Une équipe de Poitiers a présenté lors de la réunion annuelle de la SFD des données concernant l'association entre la trajectoire de la créatinine sérique et la survenue d'événements cardiovasculaires au sein de la cohorte prospective SURDIAGENE (SUivi Rénal, DIAbète de type 2 et GENEtique).
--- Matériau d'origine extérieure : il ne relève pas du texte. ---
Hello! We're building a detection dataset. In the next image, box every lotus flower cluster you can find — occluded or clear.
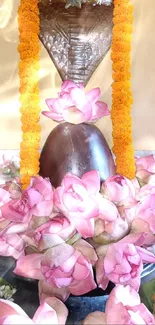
[0,156,155,324]
[43,80,109,124]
Les 1.070 sujets utilisés dans le travail (58% d'hommes, âge moyen 65 ans, durée connue du diabète 14 ans) avaient un débit de filtration glomérulaire estimé ? 30 ml/min/1,73 m2 et avaient au moins trois dosages de créatinine disponibles. Le suivi médian était de 5,6 années et l'équipe disposait de près de 20.000 valeurs de créatinine pour établir les trajectoires
Le critère principal d'évaluation composite regroupait les décès cardiovasculaires et les AVC et infarctus non mortels.
Globalement, les 158 sujets avec événements (36 AVC, 48 infarctus et 74 décès cardiovasculaires) présentaient initialement des différences significatives par rapport aux 912 sujets sans événement sur plusieurs plans, ils étaient plus âgés, présentaient plus souvent des antécédents cardiovasculaires, leur diabète était plus ancien, leur fonction rénale était plus altérée et leur pression artérielle systolique plus élevée. Il n'y avait en revanche pas de différence significative en termes de contrôle glycémique.
Les résultats indiquent que l'augmentation annuelle de la créatinine est supérieure chez les sujets avec événements. A partir des valeurs de pentes de l'augmentation de la créatinine il a été possible de déterminer un seuil de 4,4 µmol/l/an d'augmentation permettant de discriminer les sujets avec et sans événements cardiovasculaires. Chez les sujets dont l'augmentation annuelle de la créatinine sérique atteint ou dépasse ce seuil le risque d'événements considérés est en moyenne deux fois plus élevé après ajustement sur l'âge, les antécédents cardiovasculaires et l'albuminurie à l'inclusion.
Une analyse complémentaire portant sur 653 patients (90 événements), utilisant ce même seuil, mais ne prenant en compte que les variations de la créatinine sur les deux premières années de suivi donne des résultats similaires.
Les variations de la créatinine sur deux ans sont donc un facteur pronostique de la survenue d'événements cardiovasculaires chez les diabétiques de type 2.